Voyez une famille bien unie, lorsqu’un de ses membres s’élève par de grandes actions ou s’avilit par de mauvaises, tous les autres se sentent grandir ou flétrir en lui. Eh bien ! la famille humaine, dont tous les peuples sont membres, sera de même. Vous souvient-il, amis, des trois journées ! vous souvient-il de l’enthousiasme que les peuples d’ Europe et des Amériques manifestèrent, la plupart malgré leurs gouvernans : eh bien ! ces peuples, ils se sentaient grandir en leur nobles frères de France ! Mais si ce sentiment fit tressaillir tous les membres de la famille humaine, n’oublions pas qu’il porta jusqu’au délire l’enthousiasme des peuples de la Grande-Bretagne. Quarante villes se levèrent spontanément et envoyèrent des députés et de l’argent à Paris, demandant que des députés de France leur fussent aussi envoyés, afin que les deux peuples pussent ainsi communiquer. Notre gouvernement, à la demande du ministère Wellington4, eut la faiblesse de refuser, et les députations déjà formées ne partirent pas.

Ce sera une belle page dans l’histoire des peuples que celle où on lira l’énergique et fraternelle conduite du peuple anglais envers son plus ancien et plus redoutable ennemi.

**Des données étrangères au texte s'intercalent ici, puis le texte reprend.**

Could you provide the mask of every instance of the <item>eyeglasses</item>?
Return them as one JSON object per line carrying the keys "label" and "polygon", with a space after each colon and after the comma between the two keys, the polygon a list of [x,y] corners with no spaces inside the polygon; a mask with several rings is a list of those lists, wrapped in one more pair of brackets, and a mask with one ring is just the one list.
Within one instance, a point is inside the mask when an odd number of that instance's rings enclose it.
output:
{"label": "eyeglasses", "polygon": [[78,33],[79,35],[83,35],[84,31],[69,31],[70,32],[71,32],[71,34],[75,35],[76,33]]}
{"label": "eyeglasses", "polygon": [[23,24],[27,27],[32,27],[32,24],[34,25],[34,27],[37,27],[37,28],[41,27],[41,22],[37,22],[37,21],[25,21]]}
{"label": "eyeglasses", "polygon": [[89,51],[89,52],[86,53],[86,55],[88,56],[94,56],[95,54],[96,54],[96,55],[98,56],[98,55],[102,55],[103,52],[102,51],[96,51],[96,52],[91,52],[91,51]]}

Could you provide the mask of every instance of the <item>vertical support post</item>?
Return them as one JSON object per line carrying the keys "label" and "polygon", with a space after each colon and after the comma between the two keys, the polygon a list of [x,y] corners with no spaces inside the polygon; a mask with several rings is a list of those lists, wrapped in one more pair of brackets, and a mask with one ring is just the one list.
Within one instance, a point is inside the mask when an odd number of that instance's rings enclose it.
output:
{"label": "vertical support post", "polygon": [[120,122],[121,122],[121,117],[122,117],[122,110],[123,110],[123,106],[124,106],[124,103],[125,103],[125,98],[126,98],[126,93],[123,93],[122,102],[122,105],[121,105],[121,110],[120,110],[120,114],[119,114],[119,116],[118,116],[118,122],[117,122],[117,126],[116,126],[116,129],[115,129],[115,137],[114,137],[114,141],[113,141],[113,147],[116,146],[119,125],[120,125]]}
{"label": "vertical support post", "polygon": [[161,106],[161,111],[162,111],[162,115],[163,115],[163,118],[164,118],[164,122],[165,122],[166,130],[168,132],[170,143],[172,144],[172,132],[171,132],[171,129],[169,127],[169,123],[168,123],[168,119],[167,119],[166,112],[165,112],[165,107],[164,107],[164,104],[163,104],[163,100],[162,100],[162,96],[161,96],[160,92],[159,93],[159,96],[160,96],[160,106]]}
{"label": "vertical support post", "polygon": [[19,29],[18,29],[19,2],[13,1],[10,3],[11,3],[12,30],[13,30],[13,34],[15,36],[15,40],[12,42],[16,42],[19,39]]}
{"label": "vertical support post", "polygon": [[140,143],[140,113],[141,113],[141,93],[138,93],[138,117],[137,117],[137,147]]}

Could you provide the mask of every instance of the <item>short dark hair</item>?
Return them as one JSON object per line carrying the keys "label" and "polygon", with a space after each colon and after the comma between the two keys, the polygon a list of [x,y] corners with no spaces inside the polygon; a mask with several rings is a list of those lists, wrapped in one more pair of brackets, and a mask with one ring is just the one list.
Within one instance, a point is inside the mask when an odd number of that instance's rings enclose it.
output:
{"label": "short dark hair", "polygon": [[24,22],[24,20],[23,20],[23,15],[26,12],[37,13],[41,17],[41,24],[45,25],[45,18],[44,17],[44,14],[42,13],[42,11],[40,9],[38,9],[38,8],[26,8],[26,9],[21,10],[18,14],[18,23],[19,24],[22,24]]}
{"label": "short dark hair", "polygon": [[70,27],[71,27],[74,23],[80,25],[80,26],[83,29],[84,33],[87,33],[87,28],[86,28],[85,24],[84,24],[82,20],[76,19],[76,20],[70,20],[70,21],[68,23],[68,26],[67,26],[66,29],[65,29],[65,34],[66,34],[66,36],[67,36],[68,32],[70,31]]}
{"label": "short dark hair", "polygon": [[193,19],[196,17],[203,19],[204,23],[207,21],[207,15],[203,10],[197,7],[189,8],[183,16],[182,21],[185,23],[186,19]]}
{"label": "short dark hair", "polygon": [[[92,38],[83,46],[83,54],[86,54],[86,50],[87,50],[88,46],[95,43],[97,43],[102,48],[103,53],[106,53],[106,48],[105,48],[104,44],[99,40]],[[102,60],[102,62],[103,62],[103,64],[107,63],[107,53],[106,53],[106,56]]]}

A nous, peuple de France, à bien remplir notre page lorsque le peuple d’Angleterre nous fera grandir par les grandes choses auxquelles il se prépare, et qu’il va sans doute accomplir.

Z.

Notes de base de page numériques:

1 L’auteur de ce texte est François Barthélemy Arlès-Dufour d’après la Table de L’Echo de la Fabrique (numéros parus du 30 octobre 1831 au 30 décembre 1832).
2 Le Comte Charles Earl Grey (1764-1845), premier ministre du parti Whig, au pouvoir entre 1830 et 1834 au moment où vont être réalisées les principales réformes, notamment électorales.
3 Guillaume III (1738-1820), roi d’Angleterre de 1760 à 1820, marié à Sophie-Charlotte princesse de Mecklenbourg-Strelitz (1744-1818) ; le Duc de Cumberland, George V de Hanovre (1819-1878).
4 Le Duc de Wellington (1769-1852), vainqueur de Waterloo, premier ministre, Tory, entre 1827 et 1830, il favorisa une politique extrêmement conservatrice s’opposant aux principales réformes.